Closed Tron-x closed 5 years ago

Tron-x commented 5 years ago

image I run the test file which tests the accuracy of the power iteration methods by comparing against np.linalg.eig results for various random matrix configurations er....the result seems unstable ,and the error seems too big on some matrix, I'm curious what your observations are. when run the test ,i just run python power_iter_tests.py without other configurations.

noahgolmant commented 5 years ago

If you change different hyperparameters (e.g. number of iterations, error threshold) you can reduce this error significantly. The default configuration is just faster. When I change these parameters I can achieve lower than 1% error.

Tron-x commented 5 years ago

i change the hyperparameters number of iterations from 20 to 100,error threshold from e-04 to e-05 image the error of some matrix still little higher ,seems unstable, I'm curious the reason is?

noahgolmant commented 5 years ago

It would be more accurate to average those errors over all the matrices to get the correct test performance. Each printout is a particular random wishart matrix. It's more informative to take the mean and variance of those error values. You should probably expect the variance to increase as the matrix dimensionality increases.

The performance should steadily improve as you increase the number of iterations / error threshold, and momentum accelerates it significantly.

Tron-x commented 5 years ago

you are right when i turn number of iterations to 10000 ,error threshold e-05 image

but when i keep up turn error threshold to e-06 ,iteration is still 10000,the result seems not good image

it seems that the threshold unuseful

noahgolmant commented 5 years ago

What do you mean by not good? It looks like there are only two examples that achieve over 5% error. The performance should be taken to be an average over the error of these specific tests

Tron-x commented 5 years ago

sorry,I misread the result,several more tests were done.The result mostly looks good. So what do you think are the reasons for some bad error?Does it mean that individual eigenvalues are not calculated correctly?

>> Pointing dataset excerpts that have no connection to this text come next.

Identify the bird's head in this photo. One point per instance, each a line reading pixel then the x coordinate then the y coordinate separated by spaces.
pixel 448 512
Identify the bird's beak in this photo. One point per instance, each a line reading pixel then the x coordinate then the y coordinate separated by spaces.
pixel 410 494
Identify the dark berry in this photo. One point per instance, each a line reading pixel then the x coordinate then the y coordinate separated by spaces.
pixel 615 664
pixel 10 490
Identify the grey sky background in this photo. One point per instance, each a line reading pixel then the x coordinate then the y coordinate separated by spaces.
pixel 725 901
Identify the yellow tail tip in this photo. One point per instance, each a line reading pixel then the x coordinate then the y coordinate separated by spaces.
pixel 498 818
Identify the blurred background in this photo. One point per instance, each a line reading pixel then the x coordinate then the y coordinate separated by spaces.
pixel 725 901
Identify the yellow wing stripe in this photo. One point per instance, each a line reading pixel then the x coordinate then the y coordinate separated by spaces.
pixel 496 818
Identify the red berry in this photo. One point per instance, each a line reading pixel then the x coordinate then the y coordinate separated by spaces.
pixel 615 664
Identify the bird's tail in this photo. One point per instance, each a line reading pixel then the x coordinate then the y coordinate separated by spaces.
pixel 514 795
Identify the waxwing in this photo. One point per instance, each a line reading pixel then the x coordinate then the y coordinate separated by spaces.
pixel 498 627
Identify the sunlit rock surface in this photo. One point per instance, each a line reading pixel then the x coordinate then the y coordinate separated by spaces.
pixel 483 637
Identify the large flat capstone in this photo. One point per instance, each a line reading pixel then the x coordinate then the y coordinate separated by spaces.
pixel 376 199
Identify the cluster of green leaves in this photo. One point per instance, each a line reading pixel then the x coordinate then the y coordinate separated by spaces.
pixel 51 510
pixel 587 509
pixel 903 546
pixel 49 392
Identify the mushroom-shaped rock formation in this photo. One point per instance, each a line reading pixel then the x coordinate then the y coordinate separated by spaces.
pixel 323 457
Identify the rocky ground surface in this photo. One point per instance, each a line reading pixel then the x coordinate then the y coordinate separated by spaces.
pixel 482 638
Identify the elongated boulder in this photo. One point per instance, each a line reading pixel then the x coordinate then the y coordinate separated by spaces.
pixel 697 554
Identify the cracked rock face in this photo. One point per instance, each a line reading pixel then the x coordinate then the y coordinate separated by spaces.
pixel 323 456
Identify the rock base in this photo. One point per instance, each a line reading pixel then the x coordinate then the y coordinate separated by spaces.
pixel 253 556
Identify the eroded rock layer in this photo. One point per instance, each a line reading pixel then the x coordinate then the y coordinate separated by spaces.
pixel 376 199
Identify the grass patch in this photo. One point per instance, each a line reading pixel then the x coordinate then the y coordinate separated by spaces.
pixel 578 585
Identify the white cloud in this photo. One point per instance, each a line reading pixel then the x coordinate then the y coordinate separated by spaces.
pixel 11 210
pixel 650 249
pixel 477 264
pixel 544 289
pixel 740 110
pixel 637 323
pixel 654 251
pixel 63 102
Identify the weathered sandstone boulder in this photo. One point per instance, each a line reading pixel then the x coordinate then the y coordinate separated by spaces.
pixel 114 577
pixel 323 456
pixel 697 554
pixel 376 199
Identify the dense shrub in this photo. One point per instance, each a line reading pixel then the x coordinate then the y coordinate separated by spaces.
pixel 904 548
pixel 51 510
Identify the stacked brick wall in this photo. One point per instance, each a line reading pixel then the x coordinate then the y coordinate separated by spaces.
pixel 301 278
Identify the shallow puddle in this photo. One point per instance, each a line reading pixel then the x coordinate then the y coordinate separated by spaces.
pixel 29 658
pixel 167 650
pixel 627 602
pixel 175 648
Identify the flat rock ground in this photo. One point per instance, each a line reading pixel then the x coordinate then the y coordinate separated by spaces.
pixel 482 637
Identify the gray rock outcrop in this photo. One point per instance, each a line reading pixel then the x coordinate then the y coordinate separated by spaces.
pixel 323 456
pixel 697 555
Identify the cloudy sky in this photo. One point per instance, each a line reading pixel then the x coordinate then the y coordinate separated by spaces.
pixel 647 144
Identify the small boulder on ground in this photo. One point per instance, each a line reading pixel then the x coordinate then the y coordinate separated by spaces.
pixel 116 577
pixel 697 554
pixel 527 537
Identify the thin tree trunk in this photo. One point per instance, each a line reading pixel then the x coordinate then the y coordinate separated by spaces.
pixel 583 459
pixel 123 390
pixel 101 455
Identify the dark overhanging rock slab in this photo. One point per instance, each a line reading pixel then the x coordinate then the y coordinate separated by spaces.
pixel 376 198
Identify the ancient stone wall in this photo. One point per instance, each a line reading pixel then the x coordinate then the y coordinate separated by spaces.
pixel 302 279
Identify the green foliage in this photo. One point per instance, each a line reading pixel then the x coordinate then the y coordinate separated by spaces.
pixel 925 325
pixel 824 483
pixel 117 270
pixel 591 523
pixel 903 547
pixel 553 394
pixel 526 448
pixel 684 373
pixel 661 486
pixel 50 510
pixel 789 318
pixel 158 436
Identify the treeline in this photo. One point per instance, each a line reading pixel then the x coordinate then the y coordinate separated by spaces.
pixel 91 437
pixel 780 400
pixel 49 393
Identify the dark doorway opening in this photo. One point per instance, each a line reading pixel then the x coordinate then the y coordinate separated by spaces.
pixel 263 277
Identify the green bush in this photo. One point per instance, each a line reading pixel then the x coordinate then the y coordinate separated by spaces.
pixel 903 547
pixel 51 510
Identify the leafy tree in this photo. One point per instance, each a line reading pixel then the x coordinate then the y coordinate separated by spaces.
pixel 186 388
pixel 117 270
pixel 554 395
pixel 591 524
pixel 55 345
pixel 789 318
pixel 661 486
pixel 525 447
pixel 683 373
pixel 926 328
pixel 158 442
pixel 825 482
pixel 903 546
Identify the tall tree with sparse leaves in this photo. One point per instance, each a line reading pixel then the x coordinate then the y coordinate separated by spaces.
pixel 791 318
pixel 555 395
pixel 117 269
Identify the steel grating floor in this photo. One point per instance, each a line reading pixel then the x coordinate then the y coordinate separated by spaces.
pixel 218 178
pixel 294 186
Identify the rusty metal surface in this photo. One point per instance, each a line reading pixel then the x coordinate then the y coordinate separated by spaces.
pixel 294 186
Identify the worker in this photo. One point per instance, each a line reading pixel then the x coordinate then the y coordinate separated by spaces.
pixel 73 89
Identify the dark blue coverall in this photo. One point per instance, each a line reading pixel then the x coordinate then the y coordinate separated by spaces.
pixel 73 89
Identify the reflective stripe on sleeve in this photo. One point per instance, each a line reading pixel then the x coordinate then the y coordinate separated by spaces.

noahgolmant commented 5 years ago

No, it's my fault for not outputting the mean/variance of the tests to begin with. There will be some outliers because the procedure is stochastic. The error should be averaged over something like 30 tests. In those outliers, the eigenvalues are off by a factor of ~2, which can be good or bad depending on the magnitude/variance of the actual matrix spectrum.

Tron-x commented 5 years ago

when you call deflated_power_iteration() to compute the hessian value ,you use HVPOperator,it seems every 'step for' you apply.prepare_grad() ,next(self.dataloader_iter) new data inputs ,if i want to compute some moment hessian eigenvalue such as the 100th iteration when training ,as your method when computing this time point eigenvalue, i need use other batch data(you call it stochastic power iteration ),Is this reasonable? My purpose is to verify “Hessian-based Analysis of Large Batch Training and Robustness to Adversaries" figure 1

noahgolmant commented 5 years ago

Figure 1 in that paper computes the spectrum for the final models obtained at the end of training for various SGD batch sizes. To replicate the figure, just train several models using different SGD mini-batch sizes, then call compute_hessian_eigenthings on each model.

If you set the batch size parameter for stochastic power iteration to be the size of the training set, you should be able to exactly reproduce that figure since it would no longer be a stochastic estimate. You can see how they do this for a single eigenvalue in their HessianFlow repo that I link to in the acknowledgments section.

A figure that uses a small power iteration batch size might not look the exact same due to the variance in the eigenvalue estimates.

It might be the case that running power iteration on a single mini-batch produces a good estimate of the spectrum across the whole dataset, but this is different from stochastic power iteration, which uses a different batch at each step. I would need to test this out.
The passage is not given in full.